You're paying too much.


----------



## knight_yyz (Mar 14, 2015)

I use an antique piano stool


----------



## Guest (Dec 19, 2017)




----------



## Guest (Dec 19, 2017)




----------



## Lola (Nov 16, 2014)

laristotle said:


>


Did you make that?


----------



## Lola (Nov 16, 2014)

I have a folding stool. $15.95 Canadian Tire. 

What I love about it is it's very portable. 

My other stool got stolen.


----------



## Guest (Dec 19, 2017)

Lola said:


> Did you make that?


No I didn't.
It's a random google pic.


----------



## mawmow (Nov 14, 2017)

Mine is a gift from my wife.
She found it after she saw me look up some stools here and there,
discussing about the caracteristics (mainly height) I was looking for.
So I received an artisan made wooden four footed little stool covered with cow skin & fur.
I had been looking for a three footed folding stool with leather seat that was unfortunately too low,
but the one I have is great and does just fine !


----------



## Mooh (Mar 7, 2007)

Drum throne for gigs (and sometimes home), office chair (right arm removed) for home, sometimes the piano bench.

My drum throne doesn't have a back, and I wish it did so I need to rectify that. I like it for gigs because it packs small and easily, adjusts, and is significantly better than some stacking chair or rickety bar stool that a venue might provide. It's also small enough to move out of the way if I choose to stand.


----------



## LanceT (Mar 7, 2014)

When I was at Costco I picked up paper towel and laundry detergent.


----------



## vadsy (Dec 2, 2010)

LanceT said:


> When I was at Costco I picked up paper towel and laundry detergent.


and six million sugar cubes


----------



## jb welder (Sep 14, 2010)

So I went to Costco with that pic, and said "I want a stool exactly not like this" and they just looked at me funny.

(but seriously, could you post a link or at least something that actually has a foot rest?)


----------



## SWLABR (Nov 7, 2017)

vadsy said:


> and six million sugar cubes


I bet you still didn't get of there for under $300! That's what my wife calls Costco, "_the three-hundred dollar store_", cause it always seems to ring up to that!
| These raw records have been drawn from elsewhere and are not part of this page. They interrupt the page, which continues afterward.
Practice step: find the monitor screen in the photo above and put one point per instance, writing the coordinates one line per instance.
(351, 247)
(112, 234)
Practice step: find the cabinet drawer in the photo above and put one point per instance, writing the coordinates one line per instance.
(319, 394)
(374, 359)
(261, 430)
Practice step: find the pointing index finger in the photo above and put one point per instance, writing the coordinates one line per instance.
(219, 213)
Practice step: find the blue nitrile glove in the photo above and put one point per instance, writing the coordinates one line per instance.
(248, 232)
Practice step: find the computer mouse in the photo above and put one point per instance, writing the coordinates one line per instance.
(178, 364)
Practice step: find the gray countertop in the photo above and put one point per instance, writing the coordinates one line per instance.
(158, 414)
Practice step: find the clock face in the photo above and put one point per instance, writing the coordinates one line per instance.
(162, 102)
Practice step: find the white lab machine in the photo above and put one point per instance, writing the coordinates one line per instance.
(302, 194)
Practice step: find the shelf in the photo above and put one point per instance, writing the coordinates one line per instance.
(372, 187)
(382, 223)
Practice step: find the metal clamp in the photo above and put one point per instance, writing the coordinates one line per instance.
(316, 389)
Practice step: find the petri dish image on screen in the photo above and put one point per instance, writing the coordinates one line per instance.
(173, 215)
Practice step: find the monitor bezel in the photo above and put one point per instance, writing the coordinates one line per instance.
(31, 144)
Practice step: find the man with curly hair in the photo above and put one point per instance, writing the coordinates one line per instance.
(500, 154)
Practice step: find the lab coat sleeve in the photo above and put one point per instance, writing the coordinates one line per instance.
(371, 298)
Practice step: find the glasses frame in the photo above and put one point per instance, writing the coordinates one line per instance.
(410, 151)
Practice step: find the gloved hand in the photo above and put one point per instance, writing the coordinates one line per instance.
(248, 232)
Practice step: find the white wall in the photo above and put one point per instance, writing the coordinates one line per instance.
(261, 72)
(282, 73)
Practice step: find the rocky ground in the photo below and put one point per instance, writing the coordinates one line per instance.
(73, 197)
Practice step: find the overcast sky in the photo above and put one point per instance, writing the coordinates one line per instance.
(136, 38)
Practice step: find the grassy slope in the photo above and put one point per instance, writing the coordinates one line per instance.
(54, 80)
My acoustic partner always used a tall stool for gigs, (imagine the one any of your shop teachers had up front of the classroom. Grey painted circular tube metal construction, foot rest all the way around, and the thin cork seat). I always stood for gigs. Felt I sang better standing than sitting.... I sit now though. What a quest I had trying to find a stool the same height as his! Would have looked real dumb with him up there, me down on a little stool. Not sure where he finally dug one up for me. It's wood so it's pretty heavy, but I like the footstool all around thing.


----------



## Lola (Nov 16, 2014)

LanceT said:


> When I was at Costco I picked up paper towel and laundry detergent.


Do you like Costco? The prices are great but the atmosphere sucks. I have been twice in 4 years.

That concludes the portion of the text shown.